Figure 3 The effect of colistin on phagocytotic ability of macrophages after 6 h of treatment. (A) Percentage of phagocytosis (PP) of macrophages against microspheres. Data were expressed as mean ± SD of three experiments. (B) Relative mean fluorescence intensity (RMFI) of microspheres. Data were expressed as mean ± SD of three experiments. (C) Phagocytic index against S. aureus. S. aureus was indicated by red arrows. Scale bars: 5 μm. Data were expressed as mean ± SD of twenty cells which were counted. *P < 0.05 versus control group, **P < 0.01 versus control group.
Cells pre-incubated with SB203580 have showed lower phagocytic ability against microspheres. Flow cytometry showed that the PP in the presence of SB203580 group was remarkably lower than those in the absence of SB203580 group (p <0.05, Figure 4).

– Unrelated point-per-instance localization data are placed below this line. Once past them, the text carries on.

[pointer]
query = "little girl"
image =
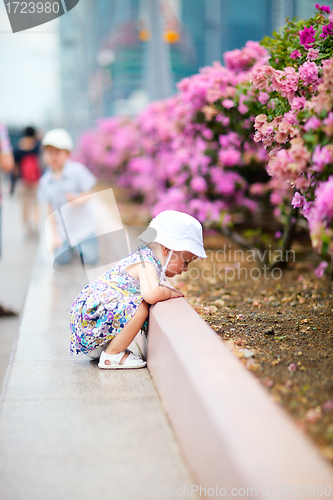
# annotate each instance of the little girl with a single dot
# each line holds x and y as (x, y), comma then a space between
(109, 312)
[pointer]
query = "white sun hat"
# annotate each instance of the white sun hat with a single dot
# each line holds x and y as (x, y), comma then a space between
(177, 231)
(58, 138)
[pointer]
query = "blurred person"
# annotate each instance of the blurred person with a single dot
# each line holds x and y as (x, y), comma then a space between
(6, 165)
(26, 157)
(65, 186)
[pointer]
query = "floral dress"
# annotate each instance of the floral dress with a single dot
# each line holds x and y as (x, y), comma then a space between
(105, 306)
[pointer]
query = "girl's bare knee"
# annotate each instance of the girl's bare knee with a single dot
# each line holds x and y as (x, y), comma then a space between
(143, 309)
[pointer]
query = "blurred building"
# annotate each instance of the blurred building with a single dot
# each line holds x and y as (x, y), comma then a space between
(117, 55)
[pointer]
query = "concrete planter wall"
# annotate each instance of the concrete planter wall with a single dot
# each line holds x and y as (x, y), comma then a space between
(237, 441)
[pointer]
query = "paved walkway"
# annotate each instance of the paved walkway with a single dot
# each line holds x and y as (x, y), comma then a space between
(69, 430)
(18, 253)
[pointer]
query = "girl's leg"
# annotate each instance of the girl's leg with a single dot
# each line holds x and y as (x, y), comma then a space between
(127, 334)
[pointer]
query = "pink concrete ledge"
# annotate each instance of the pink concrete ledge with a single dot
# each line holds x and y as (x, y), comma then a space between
(232, 434)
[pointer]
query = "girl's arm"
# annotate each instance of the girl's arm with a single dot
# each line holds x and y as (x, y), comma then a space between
(151, 291)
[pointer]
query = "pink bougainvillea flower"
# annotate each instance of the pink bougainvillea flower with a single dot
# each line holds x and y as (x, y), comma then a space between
(198, 184)
(313, 415)
(263, 97)
(321, 157)
(320, 270)
(307, 37)
(228, 103)
(296, 53)
(297, 200)
(308, 72)
(323, 8)
(327, 30)
(312, 123)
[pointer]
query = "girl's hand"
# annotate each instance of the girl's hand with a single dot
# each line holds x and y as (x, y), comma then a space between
(176, 293)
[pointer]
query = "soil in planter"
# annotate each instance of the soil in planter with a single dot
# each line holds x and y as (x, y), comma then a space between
(280, 326)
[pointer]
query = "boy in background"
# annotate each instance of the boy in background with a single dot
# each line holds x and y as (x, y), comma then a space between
(65, 186)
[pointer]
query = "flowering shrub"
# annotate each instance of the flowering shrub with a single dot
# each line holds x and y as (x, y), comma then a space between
(194, 151)
(297, 121)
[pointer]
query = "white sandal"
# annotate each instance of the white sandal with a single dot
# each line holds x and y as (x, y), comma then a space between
(112, 361)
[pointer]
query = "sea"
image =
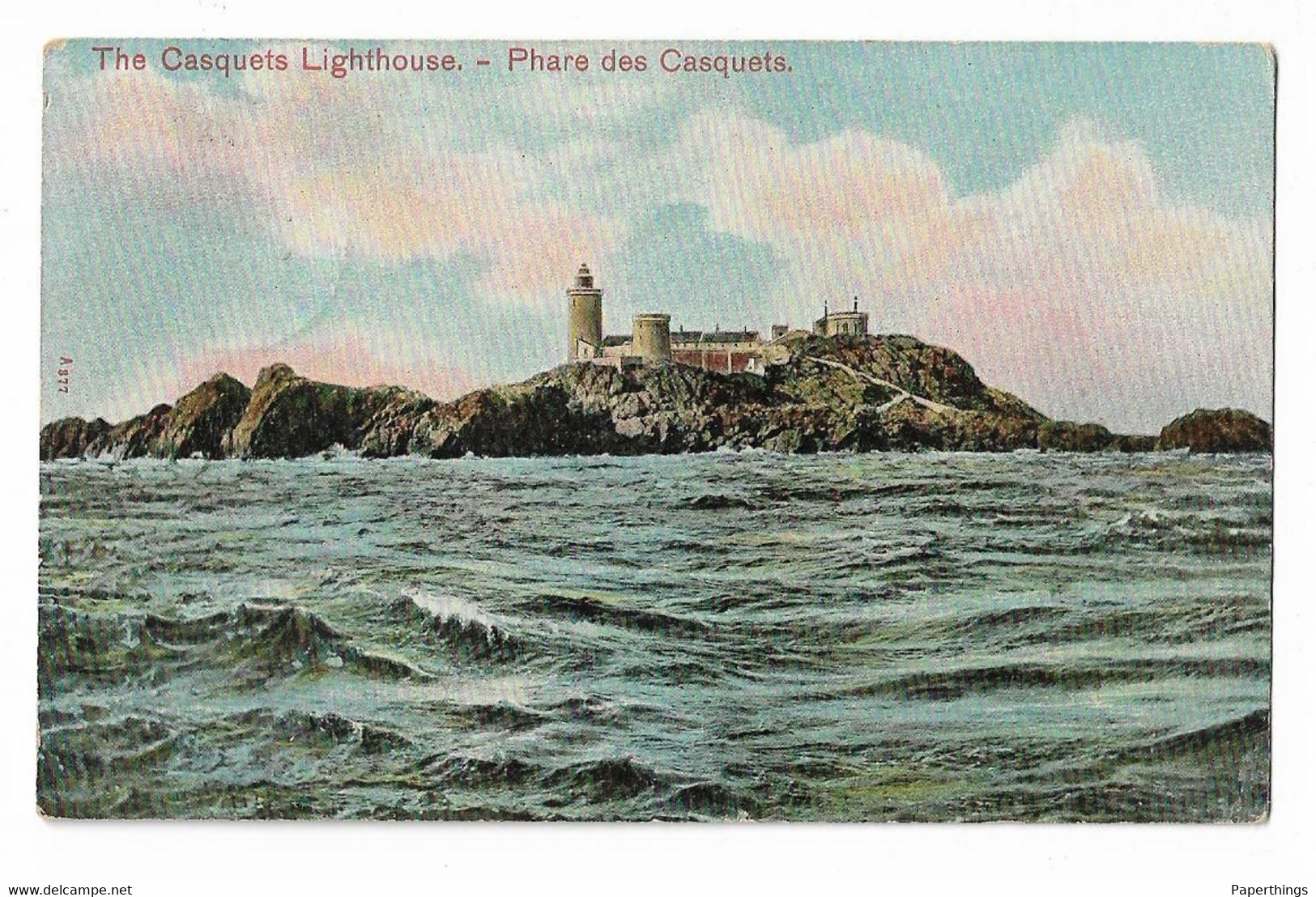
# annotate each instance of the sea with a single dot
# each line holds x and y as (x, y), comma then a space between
(722, 637)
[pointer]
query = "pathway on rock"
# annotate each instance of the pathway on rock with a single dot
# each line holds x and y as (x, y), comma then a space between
(903, 393)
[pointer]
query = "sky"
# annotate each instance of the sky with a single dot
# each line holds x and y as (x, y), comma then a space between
(1088, 224)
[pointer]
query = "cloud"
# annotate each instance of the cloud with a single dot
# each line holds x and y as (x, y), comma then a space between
(334, 170)
(1080, 286)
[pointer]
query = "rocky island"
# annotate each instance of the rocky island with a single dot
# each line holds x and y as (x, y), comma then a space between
(832, 393)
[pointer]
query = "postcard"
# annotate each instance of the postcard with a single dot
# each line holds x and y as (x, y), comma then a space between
(656, 431)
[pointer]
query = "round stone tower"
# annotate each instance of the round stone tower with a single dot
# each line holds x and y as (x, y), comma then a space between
(650, 337)
(585, 316)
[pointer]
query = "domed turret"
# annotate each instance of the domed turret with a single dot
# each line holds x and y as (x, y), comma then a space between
(585, 317)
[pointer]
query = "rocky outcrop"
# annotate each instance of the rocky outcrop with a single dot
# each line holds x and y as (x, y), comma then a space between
(1223, 431)
(137, 437)
(845, 393)
(288, 416)
(69, 437)
(203, 419)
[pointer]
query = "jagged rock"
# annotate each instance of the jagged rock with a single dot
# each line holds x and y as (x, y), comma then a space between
(1223, 431)
(1067, 436)
(845, 393)
(69, 437)
(288, 416)
(137, 437)
(203, 419)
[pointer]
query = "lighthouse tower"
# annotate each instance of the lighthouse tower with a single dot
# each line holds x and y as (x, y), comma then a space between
(585, 317)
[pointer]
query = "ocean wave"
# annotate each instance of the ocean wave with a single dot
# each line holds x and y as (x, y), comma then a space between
(461, 623)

Figure 4 Colistin increases the phagocytosis of macrophages through p38/MAPK pathway. PP of macrophages against microspheres. Data were expressed as mean ± SD of three experiments. *P < 0.05 versus colistin group, **P < 0.01 versus colistin group.
Differential Gene Expression in Colistin-Stimulated Macrophages
Microarray results showed that the expressions of 28 miRNAs in macrophages were significantly altered after colistin challenge (Figure 5). A total of 549 target genes were predicted for these differentially expressed miRNAs by miRanda database (Table S1). KEGG pathway analysis revealed that the dysregulated miRNAs regulated several environmental information processing and immune system-related pathways, such as the mitogen-activated protein kinase (MAPK) signaling pathway, mammalian target of rapamycin (mTOR) signaling pathway, chemokine signaling pathway, and B cell receptor signaling pathway.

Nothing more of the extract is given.